Objectives To evaluate the efficacy and safety of PCI remedial treatment after the failure of intravenous thrombolytic therapy in the aged patients with acute myocardial infarction (AMI).
Methods 59 patients with acute ST-segment elevated acute myocardial infarction (STEMI) were divided into two groups according to the age: group A (<65 years) and group B (≥65 years). If the infarct-related artery (IRA) failed to effectively open after thrombolytic therapy, coronary angiography (CAG) would be carried out. If the IRA blood flow during the CAG was below TIMI 3 level, and there were still more obvious chest pain and (or) the ST-segment elevation in the ECG leads corresponding to infarction, the PCI remedial treatment on IRA was completed except for emergency PCI contraindication. The effective opening ratio of thrombolytic therapy, PCI treatment success ratio and complications were compared between two groups.
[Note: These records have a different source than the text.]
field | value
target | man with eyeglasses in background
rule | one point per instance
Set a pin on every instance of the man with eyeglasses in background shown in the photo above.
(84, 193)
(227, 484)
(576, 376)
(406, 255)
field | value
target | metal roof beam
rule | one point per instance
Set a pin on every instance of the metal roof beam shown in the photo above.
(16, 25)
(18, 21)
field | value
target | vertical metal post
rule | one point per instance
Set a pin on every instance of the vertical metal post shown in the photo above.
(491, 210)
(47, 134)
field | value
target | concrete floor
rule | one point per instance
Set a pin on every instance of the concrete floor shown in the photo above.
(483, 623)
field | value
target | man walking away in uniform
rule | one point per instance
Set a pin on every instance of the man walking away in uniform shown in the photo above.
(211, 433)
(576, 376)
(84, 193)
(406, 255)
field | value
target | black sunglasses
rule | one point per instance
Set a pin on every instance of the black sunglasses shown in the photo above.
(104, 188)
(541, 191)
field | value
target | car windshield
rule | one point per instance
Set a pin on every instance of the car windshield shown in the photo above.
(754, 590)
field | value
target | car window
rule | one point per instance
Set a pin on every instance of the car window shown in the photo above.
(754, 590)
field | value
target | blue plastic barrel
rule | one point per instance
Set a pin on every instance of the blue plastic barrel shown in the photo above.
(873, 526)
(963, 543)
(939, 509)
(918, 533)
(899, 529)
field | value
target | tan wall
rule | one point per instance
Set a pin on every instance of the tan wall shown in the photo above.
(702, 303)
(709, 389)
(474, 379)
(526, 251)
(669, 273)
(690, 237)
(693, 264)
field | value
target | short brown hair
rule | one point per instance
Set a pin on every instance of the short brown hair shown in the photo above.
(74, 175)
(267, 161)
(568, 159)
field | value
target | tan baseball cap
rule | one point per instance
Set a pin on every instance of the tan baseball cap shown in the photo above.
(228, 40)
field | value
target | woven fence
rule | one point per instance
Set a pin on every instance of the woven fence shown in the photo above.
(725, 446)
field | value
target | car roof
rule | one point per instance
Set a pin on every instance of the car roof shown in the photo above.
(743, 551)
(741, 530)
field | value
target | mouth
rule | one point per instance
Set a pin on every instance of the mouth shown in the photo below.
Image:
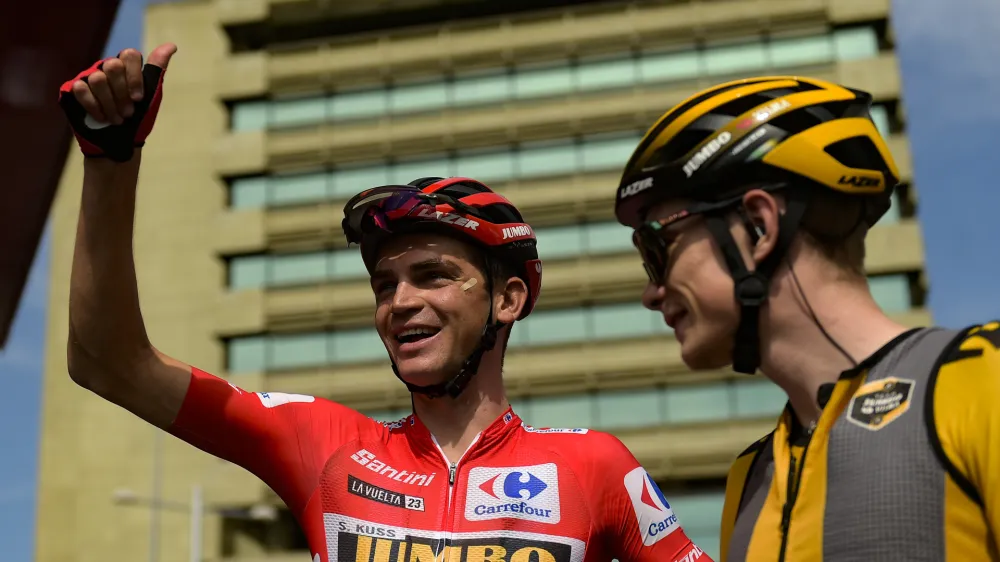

Results Compared with group A, the effective opening ratio of thrombolytic therapy in group B was lower, but PCI treatment success ratio after the failure of intravenous thrombolytic therapy was no significant difference between two groups. The major complications after PCI such as intracranial haemorrhage and gastrointestinal bleeding and so on didn't increased significantly in group B.
Conclusions PCI remedial treatment after the failure of intravenous thrombolytic therapy has significant clinical efficacy and safety in the aged patients with AMI.